A. Monkeys perform a visuospatial working memory task in which they have to remember an ever-changing spatial position over a brief delay period. The monkey fixates on a central spot as a cue is briefly flashed at one of eight locations (e.g. 180°). The monkey then remembers that position for several seconds during the Delay period. When the fixation spot extinguishes, the monkey responds by moving its eyes to the remembered location, and if correct receives a juice reward. The position of the cue changes randomly over hundreds of trials, thus requiring the constant updating of the contents of working memory. B. An example of a neuron in the dlPFC that represents spatial position over the Delay period. These neurons often fire to the Cue, and then continue to generate persistent firing across the Delay period, but only for their preferred spatial position, not for other locations. C. Goldman-Rakic^[57] uncovered the layer III dlPFC microcircuits that generate these neural representations. Pyramidal cells receive highly processed visuospatial information from the parietal association cortex, with clusters of cells receiving similar locations. Pyramidal cells with a similar “preferred direction” excite each other to generate the persistent firing needed to maintain information in the absence of sensory stimulation. The spatial specificity is enhanced through lateral inhibition from GABAergic interneurons; e.g. when the Cue is at 0°, the 0° pyramidal cells inhibit the 180° pyramidal cells by engaging GABAergic projections. D. Blockade of NMDAR-NR2B in the dlPFC markedly weakens the ability of dlPFC circuits to generate neural representations of visual space. Similar effects were found with systemic administration of ketamine. E. NMDAR-NR2B in the dlPFC are found exclusively within the post-synaptic density on pyramidal cell spines, and not at extra-synaptic sites. Based on data from^[56].
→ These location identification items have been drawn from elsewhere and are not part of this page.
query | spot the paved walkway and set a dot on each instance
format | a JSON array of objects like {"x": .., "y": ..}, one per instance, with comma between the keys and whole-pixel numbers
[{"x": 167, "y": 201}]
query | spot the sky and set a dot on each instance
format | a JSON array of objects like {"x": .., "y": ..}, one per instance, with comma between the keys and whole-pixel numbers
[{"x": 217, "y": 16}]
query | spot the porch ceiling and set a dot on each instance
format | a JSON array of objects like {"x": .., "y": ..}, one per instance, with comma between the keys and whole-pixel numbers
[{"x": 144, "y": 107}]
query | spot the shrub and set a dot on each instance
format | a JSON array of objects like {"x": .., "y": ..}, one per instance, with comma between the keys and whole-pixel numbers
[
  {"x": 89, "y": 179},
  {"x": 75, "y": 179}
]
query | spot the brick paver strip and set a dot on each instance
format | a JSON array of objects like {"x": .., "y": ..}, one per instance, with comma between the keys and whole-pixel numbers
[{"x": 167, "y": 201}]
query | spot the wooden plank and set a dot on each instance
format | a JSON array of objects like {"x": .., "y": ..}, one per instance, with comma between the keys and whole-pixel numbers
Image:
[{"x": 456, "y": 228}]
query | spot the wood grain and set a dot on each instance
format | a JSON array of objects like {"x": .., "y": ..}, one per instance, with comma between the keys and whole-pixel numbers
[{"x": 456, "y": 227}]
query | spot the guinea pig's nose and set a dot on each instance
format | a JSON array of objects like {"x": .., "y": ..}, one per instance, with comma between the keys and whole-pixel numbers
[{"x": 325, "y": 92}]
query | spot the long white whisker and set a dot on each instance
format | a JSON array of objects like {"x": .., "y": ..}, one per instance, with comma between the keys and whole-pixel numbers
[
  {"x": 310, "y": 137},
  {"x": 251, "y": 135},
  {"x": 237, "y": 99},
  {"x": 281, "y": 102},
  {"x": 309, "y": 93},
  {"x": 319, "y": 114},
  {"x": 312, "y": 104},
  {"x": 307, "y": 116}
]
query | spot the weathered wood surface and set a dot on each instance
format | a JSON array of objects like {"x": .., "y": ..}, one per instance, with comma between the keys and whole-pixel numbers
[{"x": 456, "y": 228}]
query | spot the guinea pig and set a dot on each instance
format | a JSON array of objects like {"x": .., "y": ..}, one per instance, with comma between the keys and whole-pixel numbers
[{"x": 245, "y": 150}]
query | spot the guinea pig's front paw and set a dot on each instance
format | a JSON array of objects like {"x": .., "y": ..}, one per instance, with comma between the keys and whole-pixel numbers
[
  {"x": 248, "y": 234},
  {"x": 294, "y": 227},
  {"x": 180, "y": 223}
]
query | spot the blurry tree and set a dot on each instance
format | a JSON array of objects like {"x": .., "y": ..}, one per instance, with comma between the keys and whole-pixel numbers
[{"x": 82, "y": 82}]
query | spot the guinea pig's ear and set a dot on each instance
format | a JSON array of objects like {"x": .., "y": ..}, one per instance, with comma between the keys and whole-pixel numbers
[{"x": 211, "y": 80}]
Figure 3. Potential circuit interactions between dorsolateral prefrontal cortex and BA24 and BA25

Tract-tracing studies in monkeys indicate that the dorsolateral PFC areas 9 and 46 can influence medial PFC circuits through direct projections to BA24, and indirect projections to BA25 via areas 10m and 32. They can also influence the insular cortex via 10m projections through orbital PFC (note: insular cortex is not evident on these Brodmann human brain maps, and thus is not shown for the sake of clarity). Studies of rTMS in patients with depression suggest that activation of the left dlPFC serves to inhibit BA25, while deactivation of the right dlPFC is helpful.